Z80 Binary Front Panel Design

Hello fellow engineers,

I need some design design help with a Z80 based computer I am building. It will feature a binary Front Panel.

The following functions may be performed via the front panel. These are the usual things one would find on a vintage mini-computer.

• Bootstrapping
• Memory examination and loading.
• CPU status display
• CPU cycle identification LEDs
• Mode identification (Instruction Fetch, ISR, I/O, DMA, etc.)
• Processor control
• Interrupt control
• Memory protect
• Reset
• DMA assert
• Clock speed selection
• Run / Stop
• Front Panel Design Choice

A front panel can be built in several ways. A lot still needs to be decided here. There are basically two design options named A and B.

• Option A: The Front Panel is tied directly to the address, data, and control buses which it monitors. Additional hardware is employed to read and write to memory and load (and track) the program counter. The original Altair 8800 actually jammed a Jump instructions onto the bus when the Run switch was depressed.

• Option B: The Front Panel is essentially an elaborate LED display and binary input peripheral that is controlled by software (a driver). This could add CPU register display.

Considerations are noted below.

1. Certainty: In Option A, the actual state of the buses will always be faithfully displayed. In Option B, the state of the buses may not always be reliably depicted because an intermediating software layer is required which is less reliable than hardware. Also, the software will need to distinguish between the reported state of the processor, and the actual real-time state of the processor when displaying the front panel status.

2. Readability: If, in Option A, the Front Panel LEDs follow the buses at all times, indeterminate displays can be expected representing the bus between valid data times. This could prove misleading. At a minimum, latches will be needed to capture the bus states at the proper time. This will take a bit of hardware. Option B poses no such problems – or rather, this is done in software.

3. Confusion: The display is to run during user applications. In Option B, the display software will need to run with the application. This complicates things. How frequently can the front panel get updated? Should it be updated after every instruction?

4. Authenticity: Option A is tied to the hardware and is representative of the actual front panels used on vintage mini and mainframe computers. Option B has a more modern and emulation feel to it.

5. Utility: Can the front panel be designed in a way, with either Option A or Option B, to support breakpoints and debugging?

Here a few thoughts on Option B.

A. Using Option B, the front panel could be updated on every instruction using instruction fetch bus signals, interrupt(s) and a few gates. But application performance will nose dive.

B. Alternatively, a front panel driver could take periodic snapshots of the processor state at a specified rate and posts the findings to the front panel.

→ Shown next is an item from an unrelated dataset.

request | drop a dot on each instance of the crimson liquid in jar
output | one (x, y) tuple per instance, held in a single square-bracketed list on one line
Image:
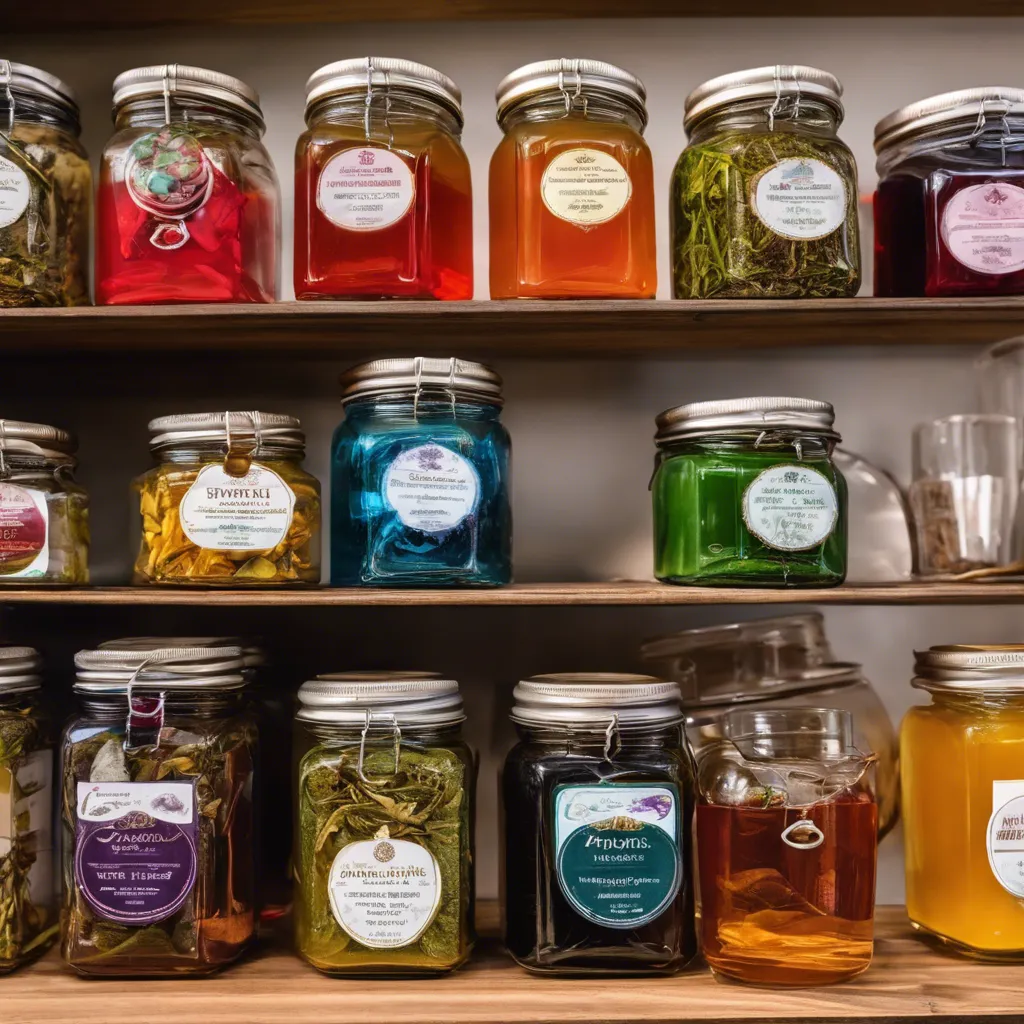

C. If Option B is used, the Front Panel could be ignored during application execution and made available to the application for blinky lights and switch inputs which is appealing and has much merit. Option A does not provide for application use of the Front Panel.

D. Utility, as defined above, and availability to the application are most important design considerations. Certainty, as defined above, is the next important design consideration.

Option A, I fear, will significantly add to the chip count.

Does anybody have any thoughts on this? Has anyone solved this issue before me?